Fever Early in Pregnancy may Increase Birth Defect Risk

Women who suffer a fever early in pregnancy may have a slightly increased risk of giving birth to babies with certain birth defects, a review finds.

Numerous studies have suggested a link between fever during pregnancy and increased birth defect risk. The research team found that across 46 studies in the past 20 years, fever during the first trimester — when birth defects typically take shape — was tied to a 50 percent to three-fold increased risk of cleft palate, heart defects and serious malformations of the brain and spine called neural tube defects.

“These are rare events,” said Dr. Siobhan Dolan, an obstetrician and medical advisor to the March of Dimes who was not involved in the review. “So even with an increased risk, the chances of it happening are low.” She said it’s unclear whether it’s the fever or the underlying infection that may be the cause.

Other factors may greatly increase an unborn baby’s risk of developing birth defects. In 2011, the U.S. Food and Drug Administration warned the public about data suggesting infants born to women treated with anti-seizure drug Topamax during pregnancy have an increased risk of developing cleft palate or cleft lip.

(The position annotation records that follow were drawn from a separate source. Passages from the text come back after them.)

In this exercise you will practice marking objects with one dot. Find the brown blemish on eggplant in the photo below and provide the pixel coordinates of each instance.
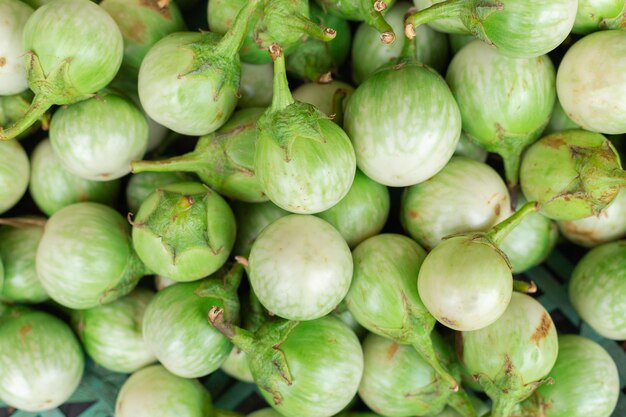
(543, 329)
(458, 345)
(392, 350)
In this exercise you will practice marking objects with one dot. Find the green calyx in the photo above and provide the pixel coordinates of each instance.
(262, 348)
(49, 89)
(184, 231)
(507, 390)
(224, 160)
(286, 119)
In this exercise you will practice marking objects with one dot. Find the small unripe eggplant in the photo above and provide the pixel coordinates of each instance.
(184, 231)
(465, 196)
(62, 68)
(289, 359)
(572, 174)
(392, 307)
(512, 356)
(300, 267)
(304, 162)
(388, 149)
(97, 138)
(41, 363)
(591, 82)
(518, 28)
(521, 93)
(112, 335)
(189, 82)
(466, 280)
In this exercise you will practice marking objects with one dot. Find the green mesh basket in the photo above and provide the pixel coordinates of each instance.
(99, 387)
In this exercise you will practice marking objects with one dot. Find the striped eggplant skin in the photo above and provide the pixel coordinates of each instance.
(398, 382)
(184, 231)
(511, 357)
(18, 250)
(572, 174)
(53, 187)
(362, 213)
(586, 382)
(155, 392)
(12, 69)
(475, 278)
(388, 149)
(143, 23)
(54, 35)
(374, 302)
(325, 362)
(112, 335)
(593, 15)
(86, 258)
(176, 329)
(14, 174)
(440, 207)
(41, 363)
(369, 54)
(521, 94)
(598, 287)
(607, 225)
(256, 85)
(330, 98)
(266, 412)
(300, 267)
(530, 242)
(591, 82)
(96, 139)
(304, 161)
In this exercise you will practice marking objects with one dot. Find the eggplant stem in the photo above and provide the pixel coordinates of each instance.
(497, 233)
(23, 222)
(232, 41)
(524, 286)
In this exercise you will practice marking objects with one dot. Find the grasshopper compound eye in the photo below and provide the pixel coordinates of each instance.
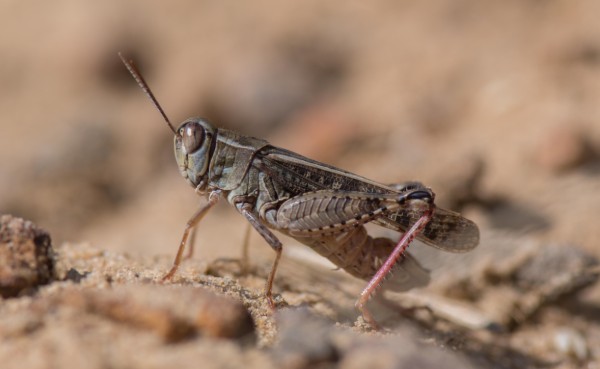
(192, 135)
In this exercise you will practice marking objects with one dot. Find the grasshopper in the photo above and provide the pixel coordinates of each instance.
(321, 206)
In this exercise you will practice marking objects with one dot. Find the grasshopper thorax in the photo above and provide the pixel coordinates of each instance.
(193, 142)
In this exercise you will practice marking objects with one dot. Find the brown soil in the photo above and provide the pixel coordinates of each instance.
(492, 104)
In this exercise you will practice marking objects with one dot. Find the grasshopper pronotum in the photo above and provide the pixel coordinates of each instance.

Other studies have found that women who take ZofranĀ® during pregnancy may also have an increased risk of having a child with birth defects. Like Topamax, Zofran birth defects include cleft lip and cleft palate, as well as heart defects.

As for the dangers of fevers during pregnancy, acetaminophen — the active ingredient in Tylenol — has been touted a safe and effective fever reducer for pregnant women. So if fever does increase the risk of birth defects, pregnant women can do something about it, Dolan said. A number of studies found the risk of birth defects is lower or gone when moms-to-be treat their fever with acetaminophen or other fever reducers.

Researchers admit there’s a need for long-term studies, and while the review found a possible association between fever during pregnancy and an increased risk of birth defects, it did not prove a cause-and-effect link.

“Usually, the thinking during pregnancy is, ‘Don’t take anything,'” Dolan said. “But this suggests that with fever, the opposite is true. Taking acetaminophen is the way to go.”